La veille au soir, j’étais allé demander au chef des Mendiants de Shinbi ce qu’il savait sur cette rumeur. Il m’avait répondu que rien n’était avéré, mais qu’il valait mieux éviter la forêt et avertir la Secte la plus proche, le Temple. Pour le rassurer, je lui avais dit que je voyageais avec l’Épée Filante Qui Danse et il m’avait répondu : « En voilà une information qui va plaire à Makato ! ». Je regrettai après coup d’avoir mentionné Irami, mais qu’y faire : le Grand Moine, ce bon vieux Makato, faisait partie de ces cultivateurs orthodoxes qui désiraient ardemment qu’Irami refonde la mythique Secte des Nuages. Après tout, depuis la disparition de cette secte il y avait trois siècles, mon ami était apparemment le seul à avoir réussi à comprendre l’essence de l’Eau et à maîtriser les Formes de l’Art Profond des Nuages.
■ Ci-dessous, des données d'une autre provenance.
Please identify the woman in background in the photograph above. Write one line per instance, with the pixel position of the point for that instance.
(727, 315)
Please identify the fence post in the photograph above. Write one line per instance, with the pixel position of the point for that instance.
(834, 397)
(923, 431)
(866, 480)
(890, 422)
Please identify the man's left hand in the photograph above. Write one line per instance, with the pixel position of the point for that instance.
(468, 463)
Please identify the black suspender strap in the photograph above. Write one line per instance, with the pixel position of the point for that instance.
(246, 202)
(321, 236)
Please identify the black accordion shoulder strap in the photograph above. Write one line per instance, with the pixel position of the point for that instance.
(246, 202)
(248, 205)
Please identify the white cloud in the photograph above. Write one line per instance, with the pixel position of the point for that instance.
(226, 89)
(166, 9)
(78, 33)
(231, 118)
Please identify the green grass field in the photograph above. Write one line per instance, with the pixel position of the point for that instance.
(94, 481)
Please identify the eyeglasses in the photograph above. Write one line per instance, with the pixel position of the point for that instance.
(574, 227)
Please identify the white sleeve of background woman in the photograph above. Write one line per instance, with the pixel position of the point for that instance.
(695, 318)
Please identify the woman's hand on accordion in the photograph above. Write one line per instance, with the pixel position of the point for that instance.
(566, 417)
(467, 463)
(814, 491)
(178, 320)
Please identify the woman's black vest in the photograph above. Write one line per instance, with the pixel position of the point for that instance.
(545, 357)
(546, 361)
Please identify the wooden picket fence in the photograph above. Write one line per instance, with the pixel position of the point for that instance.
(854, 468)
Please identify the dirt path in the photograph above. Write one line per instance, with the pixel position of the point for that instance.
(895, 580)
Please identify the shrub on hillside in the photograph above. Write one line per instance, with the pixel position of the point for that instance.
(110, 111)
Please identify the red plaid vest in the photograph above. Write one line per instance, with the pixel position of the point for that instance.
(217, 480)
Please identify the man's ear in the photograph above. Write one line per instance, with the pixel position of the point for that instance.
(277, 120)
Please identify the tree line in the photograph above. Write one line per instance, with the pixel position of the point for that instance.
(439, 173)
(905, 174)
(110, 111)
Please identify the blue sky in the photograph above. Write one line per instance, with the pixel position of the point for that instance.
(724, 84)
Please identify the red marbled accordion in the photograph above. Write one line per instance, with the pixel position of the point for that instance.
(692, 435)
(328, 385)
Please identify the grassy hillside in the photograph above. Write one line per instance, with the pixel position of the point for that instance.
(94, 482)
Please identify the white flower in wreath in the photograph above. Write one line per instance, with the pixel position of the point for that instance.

Cependant, à leur grand dam, « l’Héritier des Nuages » avait d’autres priorités.
Je jetai un coup d’œil à la personne concernée. Installé sur une souche d’arbre, le visage serein, Irami faisait circuler son ki. Il ne ratait pas une occasion de faire son entraînement quotidien, surtout les deux plus importants : les exercices physiques le matin, la méditation le soir. Hé. Ce n’était pas pour rien que ses juniors à l’Académie le tenaient pour un élève modèle. Je fermai les yeux et m’endormis bientôt, bercé par son aura tranquille et son odeur, qui, étrangement, me rappelait toujours la rosée. Rien à voir avec l’odeur montagnarde des Caribous et du cheval noir.